I just started to make wine stoppers and did't feel that the threaded connection between the acrylic top and the SS stopper was a good strong fit, so I decided to add a little CA inside the acrylic hole (which I used a tapping tool on and was on a threaded chuck).

After I screwed the two together and a few minutes went by, I started to get some CA leaking out onto the acrylic and SS stopper making a mess and ruining the stopper.  I'm guessing that there was just enough air pressure in there, combined with maybe to much CA, and possibly not enough space left.

Does anyone have any suggestions to avoid this in the future?  I'm concerned that just screwing it together may not be strong enough and may come loose and/or strip away the threads.  Not a good thing if you are trying to sell them and this happens to a customer.

Mike


----------



## ohiococonut (Jun 26, 2011)

If you're using a 5/16" drill bit to drill the hole you shouldn't have a problem. The bit that came with my kit was the wrong size.


----------



## beck3906 (Jun 26, 2011)

I use a small amount of epxoy to keep mine together.  I have more problems with folks unscrewing them thinking they are a pen and looking for the ink fill.


----------



## monophoto (Jun 26, 2011)

Your analysis of the problem is probably correct.  But I would add one other factor - - -

I think you used too much glue.  You don't need to glue the components together - instead, all you want to do is lock the threads.  Put a drop (ONLY) of thick CA or epoxy on the threads inside the turned top so that screwing the stud into the hole spreads the glue on the threads.  Don't try to fill the hole with glue.  Polyurethane glue will work, but its tendency  to foam and expand increases the risk of getting excess glue coming out of the joint.

Second, a trick that helps manage this problem is to undercut the top of the stopper a bit.  I use a 3/4" forstner bit to cut a recess about 1/16" deep in the bottom of the blank before drilling the 5/16" hole that then is threaded at 3/8" x 16tpi.  Later, when the finished stopper is assembled, the metal base fits into that recess.  That means that the turning extends slightly and covers the joint between the turning and the metal base.  If any glue squeezes out, it will be hidden in the recess.


----------



## nava1uni (Jun 26, 2011)

monophoto said:


> Your analysis of the problem is probably correct.  But I would add one other factor - - -
> 
> I think you used too much glue.  You don't need to glue the components together - instead, all you want to do is lock the threads.  Put a drop (ONLY) of thick CA or epoxy on the threads inside the turned top so that screwing the stud into the hole spreads the glue on the threads.  Don't try to fill the hole with glue.  Polyurethane glue will work, but its tendency  to foam and expand increases the risk of getting excess glue coming out of the joint.
> 
> Second, a trick that helps manage this problem is to undercut the top of the stopper a bit.  I use a 3/4" forstner bit to cut a recess about 1/16" deep in the bottom of the blank before drilling the 5/16" hole that then is threaded at 3/8" x 16tpi.  Later, when the finished stopper is assembled, the metal base fits into that recess.  That means that the turning extends slightly and covers the joint between the turning and the metal base.  If any glue squeezes out, it will be hidden in the recess.

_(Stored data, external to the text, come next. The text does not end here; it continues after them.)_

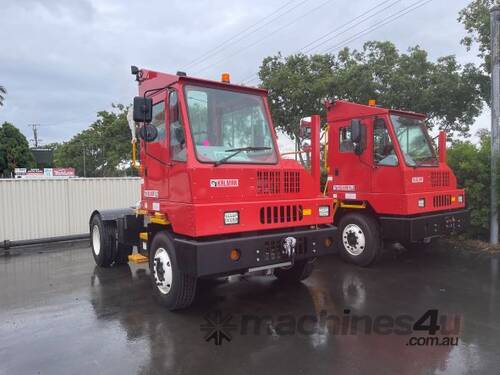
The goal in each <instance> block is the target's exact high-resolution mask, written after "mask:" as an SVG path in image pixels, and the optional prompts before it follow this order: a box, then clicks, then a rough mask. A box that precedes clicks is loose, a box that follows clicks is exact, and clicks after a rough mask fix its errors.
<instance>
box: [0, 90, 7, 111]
mask: <svg viewBox="0 0 500 375" xmlns="http://www.w3.org/2000/svg"><path fill="white" fill-rule="evenodd" d="M5 94H7V89H6V88H5V87H4V86H0V107H1V106H3V101H4V100H5Z"/></svg>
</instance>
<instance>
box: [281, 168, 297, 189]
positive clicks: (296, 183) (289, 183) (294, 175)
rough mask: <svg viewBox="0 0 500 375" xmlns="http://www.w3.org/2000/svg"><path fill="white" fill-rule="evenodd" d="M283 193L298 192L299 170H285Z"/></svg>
mask: <svg viewBox="0 0 500 375" xmlns="http://www.w3.org/2000/svg"><path fill="white" fill-rule="evenodd" d="M284 190H285V193H300V172H295V171H285V189H284Z"/></svg>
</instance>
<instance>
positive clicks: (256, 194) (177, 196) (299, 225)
mask: <svg viewBox="0 0 500 375" xmlns="http://www.w3.org/2000/svg"><path fill="white" fill-rule="evenodd" d="M167 85H168V86H169V89H170V90H175V91H176V92H177V95H178V102H179V104H180V107H179V112H180V117H181V119H182V123H183V128H184V132H185V138H186V160H185V161H182V162H181V161H175V160H172V158H171V155H169V152H170V151H169V147H168V144H169V137H171V134H169V131H170V130H169V125H168V124H169V121H170V120H169V116H170V113H169V111H168V110H167V111H166V112H165V140H164V141H163V142H153V143H148V144H145V143H144V142H143V141H141V154H140V158H141V161H142V165H143V167H144V170H143V175H142V177H143V178H144V184H143V186H142V190H141V196H142V200H141V207H142V208H143V209H146V210H147V211H149V212H151V213H153V212H160V213H163V214H164V215H165V216H166V218H167V219H168V220H169V221H170V223H171V225H172V228H173V230H174V232H175V233H178V234H182V235H186V236H191V237H204V236H211V235H218V234H230V233H240V232H250V231H252V232H253V231H266V230H271V229H280V228H281V229H283V228H290V227H300V226H315V225H319V224H331V222H332V214H331V213H330V216H329V217H319V215H318V208H319V206H320V205H325V206H332V203H333V200H332V198H327V197H324V196H323V195H322V194H321V192H320V189H319V175H318V176H312V175H311V174H310V173H308V172H307V171H306V170H305V169H304V168H303V167H302V166H301V165H299V164H298V163H297V162H295V161H293V160H285V159H281V157H280V155H279V150H278V145H277V142H276V134H275V132H274V128H273V126H272V120H271V116H270V112H269V107H268V104H267V97H266V96H267V91H266V90H261V89H256V88H250V87H243V86H237V85H231V84H227V83H220V82H213V81H207V80H201V79H197V78H191V77H182V76H181V77H179V76H175V75H170V74H164V73H159V72H153V71H148V70H142V80H141V81H140V84H139V95H144V94H145V93H146V92H147V90H153V89H158V88H164V87H166V86H167ZM185 85H201V86H203V87H210V88H222V89H224V90H228V91H235V92H240V93H247V94H252V95H258V96H260V97H262V98H263V102H264V107H265V112H266V116H267V119H268V122H269V127H270V129H269V130H270V134H271V135H272V138H273V143H274V149H275V150H276V163H273V164H243V163H239V164H236V163H234V164H221V165H219V166H214V163H213V162H210V163H204V162H200V161H199V160H198V159H197V157H196V154H195V149H194V147H195V145H194V142H193V139H194V138H193V136H192V134H191V128H190V126H189V117H188V112H187V105H186V103H187V101H186V98H185V92H184V89H183V88H184V86H185ZM147 95H148V94H147ZM148 96H151V97H152V99H153V105H154V104H157V103H160V102H162V101H163V102H165V108H168V100H169V97H168V94H167V93H166V90H160V91H159V92H157V93H154V94H153V95H148ZM316 122H317V124H315V125H314V126H317V127H318V128H319V121H316ZM315 134H316V135H317V137H318V144H319V129H318V130H316V131H315ZM146 148H147V153H148V154H149V155H147V154H146V151H145V150H146ZM151 154H153V155H151ZM317 154H318V163H319V146H318V147H317ZM158 159H159V160H158ZM226 185H227V186H226ZM299 209H300V210H301V213H300V215H299V213H298V212H299ZM231 211H238V212H239V223H238V224H235V225H225V224H224V213H225V212H231ZM309 211H310V214H309V215H306V213H308V212H309ZM299 216H300V217H299Z"/></svg>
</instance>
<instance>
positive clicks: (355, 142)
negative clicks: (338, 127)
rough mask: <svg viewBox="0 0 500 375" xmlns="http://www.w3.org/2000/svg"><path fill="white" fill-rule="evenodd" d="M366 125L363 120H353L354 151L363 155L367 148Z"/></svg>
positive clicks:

I do this but I also only put a little CA or epoxy only on the end of the stopper and then screw the two pieces together.  The glue is spread along the threads with only a tiny, if any excess, and it is hidden.  If you use epoxy and there is any squeeze out you can clean it up with a cloth wet with 70% alcohol and it will be just fine.


----------



## ssajn (Jun 26, 2011)

Try using Loctite. If you use too much you can wipe off the excess.


----------